Design and Analysis of a Novel Two-Switch Transformerless High Step-Up DC-DC Converter for Grid-Connected Renewable Energy Sources

Abstract

Renewable Energy Sources (RESs), particularly Photovoltaic (PV) systems, inherently produce variable DC voltages that often cannot meet load or grid requirements directly. Consequently, a reliable and efficient DC-DC converter is required to interface RESs with downstream converters and loads. This paper proposes a non-isolated, high-gain, transformerless step-up DC-DC converter that provides continuous input current and a non-inverting output voltage. The proposed topology is designed to minimize switching losses and to maintain a low component count, thereby improving conversion efficiency while containing cost and implementation complexity. A comprehensive analytical model that includes parasitic elements is developed to derive the converter voltage gain. Comparative analyses of device voltage and current stresses against recently reported topologies are presented. The results demonstrate that the proposed converter achieves high voltage gain with reduced voltage and current stresses on switching devices, while preserving acceptable component current levels.

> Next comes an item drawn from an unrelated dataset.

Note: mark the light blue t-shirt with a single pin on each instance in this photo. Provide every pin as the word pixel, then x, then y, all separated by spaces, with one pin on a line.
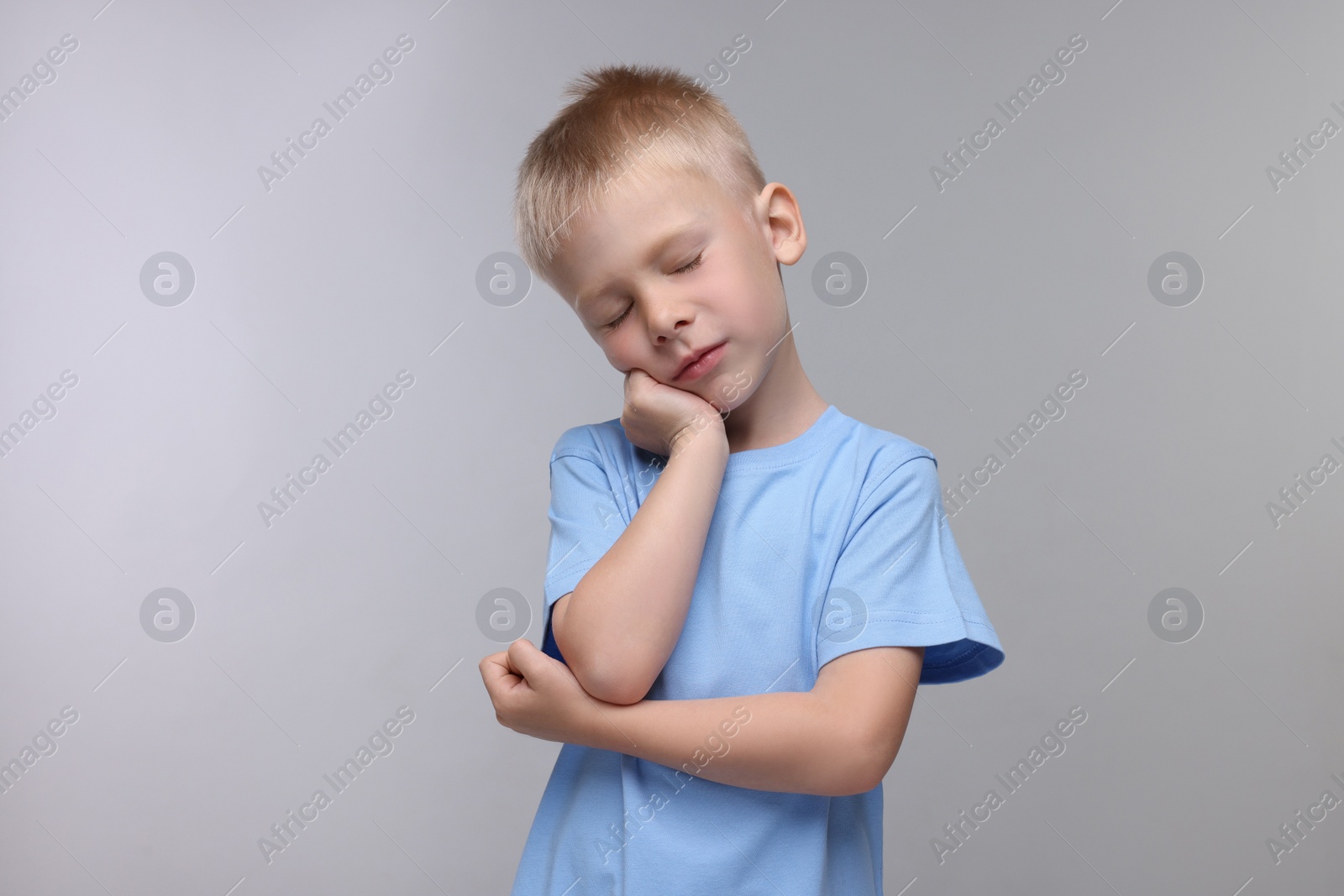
pixel 832 542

Conduction intervals of switches and diodes, as well as switching loss contributions, are analyzed and quantified. Experimental validation is provided by a 100 W prototype, and measured results corroborate the theoretical predictions and simulation outcomes. The proposed converter thus represents an effective and practical solution for high-gain DC–DC conversion in renewable energy applications, offering an advantageous trade-off between efficiency, component simplicity, and cost.